On May 9, Mr. Vance said Ms. Howard was still in uniform when she accepted a large bag full of crack cocaine, marijuana, three phones, chargers, lighters, tobacco, rolling papers, pliers,earbuds and a flashlight from Ms.Mattocks on a Harlem Street, leading to her arrest.Ms. Howard had $800 cash on hand when she was taken into custody, allegedly provided for smuggling in the items, according toDOI and the DA’s office.
Mr. Peters said the department did not vet Ms. Howard before giving her the mailroom assignment, which allowed her extensive access to inmates and all parts of the rail, and that the department did not ever run her phone number through its database of those numbers called by inmates. If it had, they would have seen that Ms. Howard had received more than 2,400 calls from inmates between 1993 and 2012, a fact Mr. Peters said should have prompted close scrutiny. Mr. Peters said that Ms. Howard was also allowed to walk through security without being screened, and that sometimes even when packages containing contraband were put through metal detectors, the contraband wasn’t found.
Ms. Howard also violated jail rules, Mr. Peters said, by not telling the department that several family members were incarcerated at MDC while she was working their—including the father of her child.

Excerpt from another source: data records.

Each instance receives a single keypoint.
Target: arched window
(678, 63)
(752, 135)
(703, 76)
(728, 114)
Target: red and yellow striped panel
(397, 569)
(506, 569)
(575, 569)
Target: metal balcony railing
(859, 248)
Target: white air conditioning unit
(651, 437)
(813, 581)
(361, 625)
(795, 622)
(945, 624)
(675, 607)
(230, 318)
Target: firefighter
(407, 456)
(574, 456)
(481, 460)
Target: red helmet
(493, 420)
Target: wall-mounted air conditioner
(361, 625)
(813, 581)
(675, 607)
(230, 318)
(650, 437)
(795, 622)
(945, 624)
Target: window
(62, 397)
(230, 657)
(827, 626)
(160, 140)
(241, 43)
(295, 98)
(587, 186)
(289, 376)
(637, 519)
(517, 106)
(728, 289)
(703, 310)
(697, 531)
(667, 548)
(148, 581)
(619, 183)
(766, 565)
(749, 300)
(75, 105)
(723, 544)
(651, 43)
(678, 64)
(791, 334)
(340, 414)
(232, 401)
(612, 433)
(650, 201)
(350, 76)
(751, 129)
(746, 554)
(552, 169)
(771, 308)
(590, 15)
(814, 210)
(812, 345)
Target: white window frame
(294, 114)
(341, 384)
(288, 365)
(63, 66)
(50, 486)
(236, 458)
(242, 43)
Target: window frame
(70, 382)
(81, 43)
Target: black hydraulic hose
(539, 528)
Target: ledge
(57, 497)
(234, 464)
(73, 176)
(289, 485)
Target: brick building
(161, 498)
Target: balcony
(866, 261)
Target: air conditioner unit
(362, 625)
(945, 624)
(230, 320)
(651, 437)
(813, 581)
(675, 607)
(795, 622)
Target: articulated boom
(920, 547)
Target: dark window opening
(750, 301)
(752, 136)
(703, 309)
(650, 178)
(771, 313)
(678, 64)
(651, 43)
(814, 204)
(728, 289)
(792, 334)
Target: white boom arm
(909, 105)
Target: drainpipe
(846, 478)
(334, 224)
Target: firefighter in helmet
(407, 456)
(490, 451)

Mr. Peters has previously issued reports outlining lax screening for contraband at jails on Rikers Island, where the department has promised to beef up security and use drug-sniffing dogs to vet both officers and visitors on occasion. In addition to weapons that are used in jail violence, Mr. Peters and other officials have said that all contraband—including drugs and cigarettes—help fuel a violent underground economy in jails.

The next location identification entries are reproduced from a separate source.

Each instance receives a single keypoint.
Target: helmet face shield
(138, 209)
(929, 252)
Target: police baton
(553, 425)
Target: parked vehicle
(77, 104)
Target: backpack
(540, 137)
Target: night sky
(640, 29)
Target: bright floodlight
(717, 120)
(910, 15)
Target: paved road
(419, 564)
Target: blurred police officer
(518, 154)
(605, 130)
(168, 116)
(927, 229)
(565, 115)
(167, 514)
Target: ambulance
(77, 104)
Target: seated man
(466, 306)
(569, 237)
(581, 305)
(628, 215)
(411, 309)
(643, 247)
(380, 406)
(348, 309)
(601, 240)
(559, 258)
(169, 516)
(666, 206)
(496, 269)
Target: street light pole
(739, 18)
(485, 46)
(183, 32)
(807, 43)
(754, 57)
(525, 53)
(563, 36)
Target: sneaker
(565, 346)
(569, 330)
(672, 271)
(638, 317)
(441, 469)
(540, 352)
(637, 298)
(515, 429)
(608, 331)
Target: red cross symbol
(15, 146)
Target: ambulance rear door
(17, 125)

The bust at the Manhattan Detention Center, Mr. Peters said, shows that simply de-centralizing the city’s jails, most of which are located on Rikers, won’t solve problems with contraband.
“I think today’s case shows pretty dramatically is that while there certainly is work to be done at Rikers Island, simply moving things to Manhattan and other boroughs is certainly not the solution,” Mr. Peters said.
Ms. Howard faces a slew of charges including attempted sale of a controlled substance, possession of a controlled substance, promoting prison contraband, and bribe receiving. Her attorney was not immediately available to comment.